Como primera conclusión explicó que “no hay razón cierta para que esto haya ocurrido desde lo productivo” y señaló que el problema pasó por una razón económica o de rentabilidad.
Planteó el atraso de precios tanto a nivel mayorista como en el surtidor y habló del aprovechamiento de una coyuntura, vinculada a lo electoral.

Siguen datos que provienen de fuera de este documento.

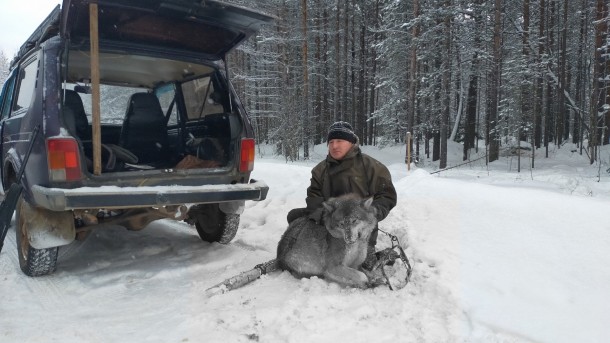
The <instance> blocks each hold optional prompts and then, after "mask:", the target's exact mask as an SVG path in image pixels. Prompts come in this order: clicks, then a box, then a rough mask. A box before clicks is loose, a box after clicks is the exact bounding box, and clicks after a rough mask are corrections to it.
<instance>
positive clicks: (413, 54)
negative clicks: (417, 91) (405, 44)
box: [405, 0, 420, 149]
mask: <svg viewBox="0 0 610 343" xmlns="http://www.w3.org/2000/svg"><path fill="white" fill-rule="evenodd" d="M419 15H420V9H419V0H413V20H414V21H415V24H414V25H413V28H412V29H411V34H412V37H411V58H410V64H409V94H408V96H407V101H408V105H407V132H411V133H412V135H411V139H413V137H417V136H416V135H415V132H413V131H414V130H413V129H414V127H415V114H416V111H415V104H416V100H415V98H416V94H417V45H418V40H419V31H420V27H419V23H418V22H417V21H418V20H419ZM405 143H406V144H407V146H411V149H413V144H410V145H409V142H405Z"/></svg>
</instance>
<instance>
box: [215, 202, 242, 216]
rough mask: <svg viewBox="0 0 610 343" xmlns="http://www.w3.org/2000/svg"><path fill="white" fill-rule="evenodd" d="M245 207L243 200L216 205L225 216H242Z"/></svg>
mask: <svg viewBox="0 0 610 343" xmlns="http://www.w3.org/2000/svg"><path fill="white" fill-rule="evenodd" d="M245 206H246V202H245V201H243V200H240V201H227V202H221V203H219V204H218V208H220V210H221V211H222V212H224V213H226V214H242V213H244V208H245Z"/></svg>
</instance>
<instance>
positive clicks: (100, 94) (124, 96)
mask: <svg viewBox="0 0 610 343" xmlns="http://www.w3.org/2000/svg"><path fill="white" fill-rule="evenodd" d="M67 88H68V89H74V85H70V86H68V87H67ZM146 91H148V90H147V89H143V88H133V87H119V86H111V85H100V121H101V123H102V124H119V125H120V124H123V118H124V117H125V112H126V111H127V105H128V102H129V98H130V97H131V95H132V94H134V93H139V92H146ZM79 95H80V98H81V99H82V100H83V106H84V107H85V113H87V119H88V120H89V123H91V114H92V113H93V112H92V110H91V94H88V93H79Z"/></svg>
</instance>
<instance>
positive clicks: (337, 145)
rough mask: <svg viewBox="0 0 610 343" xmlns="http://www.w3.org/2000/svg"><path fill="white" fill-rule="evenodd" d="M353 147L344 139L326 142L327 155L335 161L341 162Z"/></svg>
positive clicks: (337, 139) (352, 145)
mask: <svg viewBox="0 0 610 343" xmlns="http://www.w3.org/2000/svg"><path fill="white" fill-rule="evenodd" d="M353 145H354V144H353V143H352V142H350V141H346V140H344V139H331V140H330V141H328V153H329V154H330V157H332V158H334V159H335V160H342V159H343V157H345V155H346V154H347V152H348V151H349V149H351V148H352V146H353Z"/></svg>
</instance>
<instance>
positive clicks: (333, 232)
mask: <svg viewBox="0 0 610 343" xmlns="http://www.w3.org/2000/svg"><path fill="white" fill-rule="evenodd" d="M372 203H373V198H368V199H361V198H360V197H358V196H355V195H353V194H348V195H344V196H340V197H337V198H331V199H328V200H327V201H325V202H324V203H323V204H322V205H323V206H324V212H325V213H324V225H325V226H326V229H327V230H328V232H329V233H330V234H331V235H332V236H333V237H335V238H338V239H343V240H344V241H345V243H346V244H354V243H355V242H357V241H358V240H361V241H362V240H367V241H368V239H369V236H370V234H371V232H372V231H373V229H374V228H375V225H377V219H376V216H375V214H376V209H375V207H374V206H371V204H372Z"/></svg>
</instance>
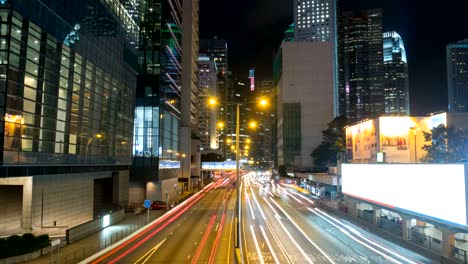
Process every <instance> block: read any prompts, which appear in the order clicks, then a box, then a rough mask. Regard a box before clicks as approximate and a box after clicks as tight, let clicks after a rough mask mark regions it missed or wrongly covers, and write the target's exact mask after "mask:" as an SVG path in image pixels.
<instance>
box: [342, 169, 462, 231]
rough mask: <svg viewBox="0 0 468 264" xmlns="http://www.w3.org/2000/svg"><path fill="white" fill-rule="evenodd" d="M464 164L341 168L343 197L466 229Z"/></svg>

“Si no hay un ajuste de precios cercano esa pérdida entre lo que importo y lo que vendo a un valor que no me da la rentabilidad que espero a las operadoras les conviene vender todo el crudo que pueda al exterior y lo que sobra a la refinería, pero stockeó crudo en el yacimiento, no lo mandó a refinar porque dentro de unas semanas el precio iba a ser otro”.
Jones agregó que “ningún actor busca perder en el negocio” y marcó que todo estuvo vinculado al momento electoral, ya que de lo contrario el incremento en el surtidor hubiese aparecido por el fuerte retraso que existe.
Evaluó que a partir de ahora se discutirá un nuevo acuerdo de precios probablemente por otro mes.
El economista remarcó que Argentina tiene stock suficiente para abastecer al mercado interno y señaló que es muy distinta la situación del país y su modelo económico con lo que ocurre en Venezuela, donde se dieron recurrentes crisis de desabastecimiento de combustibles siendo un país productor.